R – Eu amo. Eu amei. Eu não tenho arrependimento nenhum de ter sido mãe nova. Não que tenha que acontecer isso com os outros. Mas eu gosto muito do que eu curto com ela hoje. Mas como veio de um casamento tumultuado, eu sem profissão nenhuma. Tendo apoio dos meus pais, graças a Deus, meus pais apoiaram muito, tiveram uma filha e assumiram ela comigo. Nesse período de separação eu resolvi ir para o Rio. Porque nesse período teve a troca do dinheiro para o Real e meu pai deu uma queda muito grande financeiramente. Então, ele alugou tudo o que ele tinha e ficou vivendo de renda. Aí eu não tinha estudo, porque eu achei que eu fosse viver o resto da minha vida no comércio com os meus pais e eu resolvi… Não admitia estar trabalhando aqui, porque eu dona e de repente ia trabalhar para alguém, eu achei isso muito difícil. Para mim foi muito difícil eu entender isso. Aí eu fui para o Rio. Deixei a Márcia com a minha mãe e com meu pai, que eles também, que eles não iam deixar eu levá-la. Trabalhei um período lá, me fortaleci, assim, em relação a minha separação. Quando eu retornei aí comecei a trabalhar com um amigo meu e logo, depois, eu conheci meu marido agora, que é o meu marido atual. Um ano depois eu o conheci…

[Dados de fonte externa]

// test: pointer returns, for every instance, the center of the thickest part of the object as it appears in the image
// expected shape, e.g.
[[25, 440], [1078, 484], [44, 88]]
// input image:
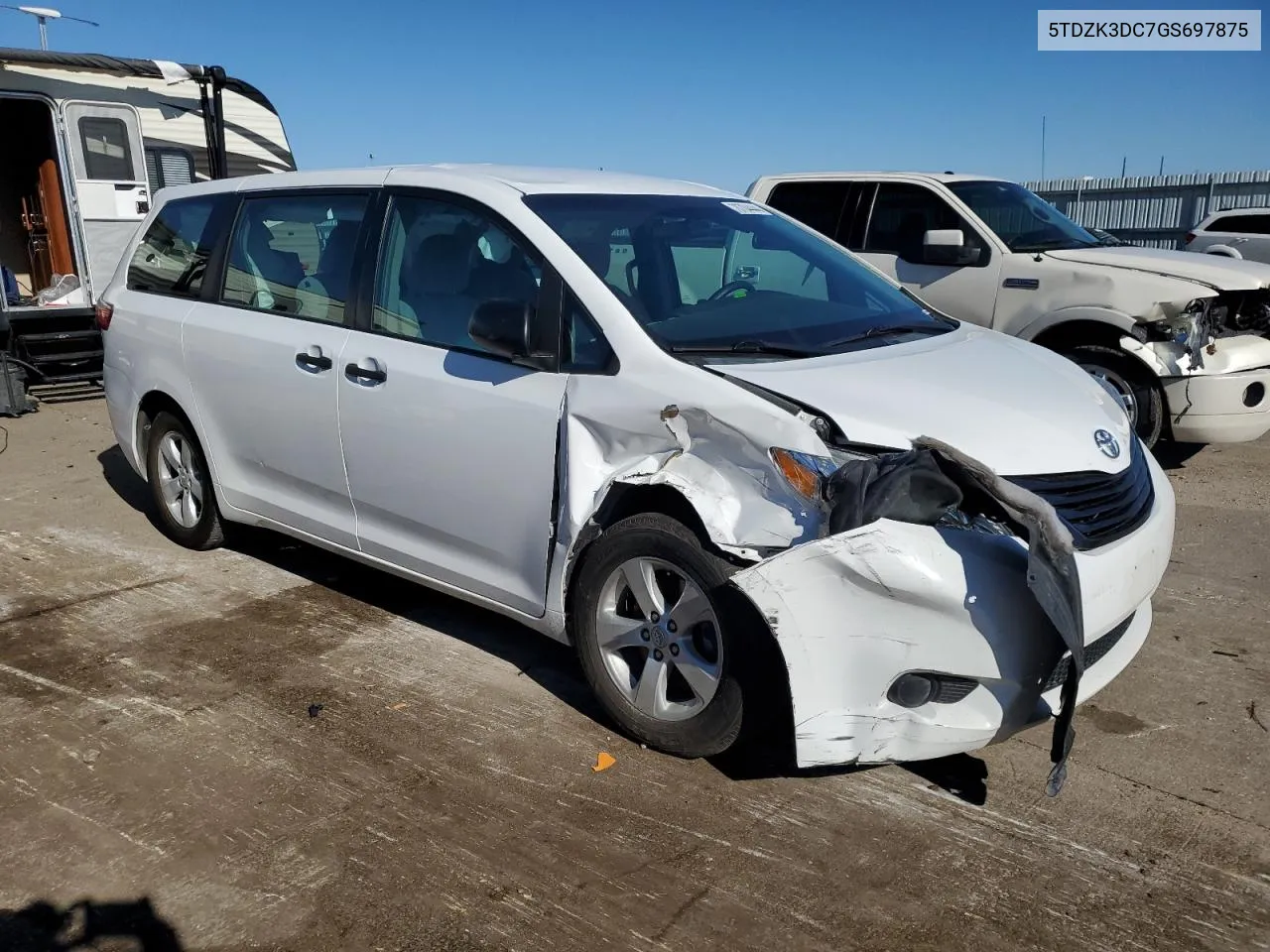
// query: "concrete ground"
[[159, 760]]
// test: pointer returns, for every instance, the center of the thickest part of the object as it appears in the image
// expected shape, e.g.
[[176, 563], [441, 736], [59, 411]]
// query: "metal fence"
[[1155, 211]]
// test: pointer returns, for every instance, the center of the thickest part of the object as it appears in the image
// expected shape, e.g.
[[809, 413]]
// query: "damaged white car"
[[547, 393], [1183, 340]]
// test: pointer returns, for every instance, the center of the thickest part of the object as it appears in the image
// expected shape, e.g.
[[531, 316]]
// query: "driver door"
[[902, 213]]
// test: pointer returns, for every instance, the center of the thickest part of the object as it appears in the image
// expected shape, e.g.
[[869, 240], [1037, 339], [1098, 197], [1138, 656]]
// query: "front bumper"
[[1230, 408], [855, 611]]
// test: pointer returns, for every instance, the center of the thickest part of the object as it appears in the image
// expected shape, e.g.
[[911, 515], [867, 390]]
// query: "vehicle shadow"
[[1175, 456], [41, 927], [763, 751]]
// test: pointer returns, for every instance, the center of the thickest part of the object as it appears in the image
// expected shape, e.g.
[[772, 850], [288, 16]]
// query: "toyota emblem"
[[1107, 443]]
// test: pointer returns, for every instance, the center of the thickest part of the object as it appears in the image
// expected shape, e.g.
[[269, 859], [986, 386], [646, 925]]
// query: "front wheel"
[[1134, 385], [656, 640]]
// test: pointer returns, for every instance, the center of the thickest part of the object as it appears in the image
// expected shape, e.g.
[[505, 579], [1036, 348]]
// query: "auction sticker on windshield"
[[746, 208]]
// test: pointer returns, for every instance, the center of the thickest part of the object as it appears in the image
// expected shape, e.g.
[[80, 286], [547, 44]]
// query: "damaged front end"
[[944, 610], [1213, 359]]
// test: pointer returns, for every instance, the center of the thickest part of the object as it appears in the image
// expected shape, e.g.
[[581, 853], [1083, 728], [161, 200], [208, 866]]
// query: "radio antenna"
[[44, 14]]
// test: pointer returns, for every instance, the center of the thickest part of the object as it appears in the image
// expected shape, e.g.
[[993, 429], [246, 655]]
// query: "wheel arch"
[[1075, 333], [153, 404], [766, 739]]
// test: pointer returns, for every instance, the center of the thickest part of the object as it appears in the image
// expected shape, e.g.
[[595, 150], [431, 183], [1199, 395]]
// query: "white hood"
[[1016, 407], [1214, 271]]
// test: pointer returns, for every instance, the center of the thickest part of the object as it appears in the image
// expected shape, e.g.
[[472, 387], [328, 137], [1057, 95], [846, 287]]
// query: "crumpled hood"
[[1213, 271], [1016, 407]]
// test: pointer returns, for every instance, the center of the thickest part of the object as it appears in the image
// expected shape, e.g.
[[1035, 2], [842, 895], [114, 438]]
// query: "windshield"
[[712, 276], [1023, 220]]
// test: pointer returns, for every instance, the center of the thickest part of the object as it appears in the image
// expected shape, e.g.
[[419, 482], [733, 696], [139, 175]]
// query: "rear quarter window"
[[173, 254], [1241, 225]]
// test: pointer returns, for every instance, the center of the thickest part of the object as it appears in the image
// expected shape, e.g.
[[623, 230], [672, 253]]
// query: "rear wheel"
[[656, 639], [181, 485], [1132, 382]]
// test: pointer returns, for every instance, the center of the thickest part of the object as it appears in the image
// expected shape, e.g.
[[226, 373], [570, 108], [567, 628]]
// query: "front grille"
[[1093, 653], [1097, 507]]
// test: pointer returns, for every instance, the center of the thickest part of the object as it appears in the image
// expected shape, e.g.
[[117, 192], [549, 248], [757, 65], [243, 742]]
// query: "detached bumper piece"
[[926, 484]]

P/1 – … E quais foram esses trabalhos que você fez nesse período?
R – No Rio? No Rio eu trabalhei em hipermercados, eu era caixa lá, no tempo em que eu fiquei lá. Tentei voltar a estudar, mas eu não consegui voltar a estudar lá. E quando eu vim para cá também fiquei no supermercado de um amigo do meu pai e comecei a estudar à noite. Aí eu voltei a estudar para terminar meu segundo grau… E, aí comecei a namorar com o Fabiano, foi o que eu casei. Mas me fazia uma falta no meu estudo. Eu precisava ter o diploma. Não era nem trabalhar no que eu faço. Eu precisava ter o meu diploma. Isso fazia parte do meu ciclo, isso, sabe? Do meu ciclo de vida. Eu tinha que passar por aquilo ali. Mas eu queria viver em república, meu sonho era viver numa república com um monte de estudantes. Como que eu ia conseguir fazer isso? Já casada pela segunda vez, com filho. Aí foi o curso que eu escolhi fazer, que Administração já não estava muito bacana na época. Era em Campos, que é estado do Rio de Janeiro, que é um local do Rio de Janeiro, e a gente saía de ônibus daqui às quatro da tarde e retornava às onze e chegava às duas horas da manhã em casa. Mas eu fui me adaptando muito bem, a gente vai fazendo amigos, inventava várias coisas no ônibus, várias festas temáticas. Mas foi muito difícil. Foram cinco anos bem difíceis, assim. Bem cansativo para mim, mas com apoio total de família e principalmente do meu marido, especialmente dele. O apoio dele foi muito grande para o meu estudo. E ele me deixou viver assim, não como república, mas como eu tinha aula aos sábado, eu tinha que dormir em Campos, então eu podia ficar em casa de amigos, curtir festa com eles, viajar com eles, fazer congresso…
Ele sempre me deu essa liberdade, então eu vivi tudo isso na minha faculdade, bem mais velha. Tudo. Então, eu consegui passar essa etapa. Foi bem bacana.
P/1 – Que curso você acabou fazendo?
R –
Eu fiz Engenharia de Produção. E eu engordei muito, cheguei a 127 quilos. Eu engordei uns vinte quilos na faculdade. Mas eu já venho em um processo desde que eu tive minha filha de só engordar, eu nunca consegui manter meu peso. Quando eu terminei minha faculdade era 127 quilos, eu muito cansada…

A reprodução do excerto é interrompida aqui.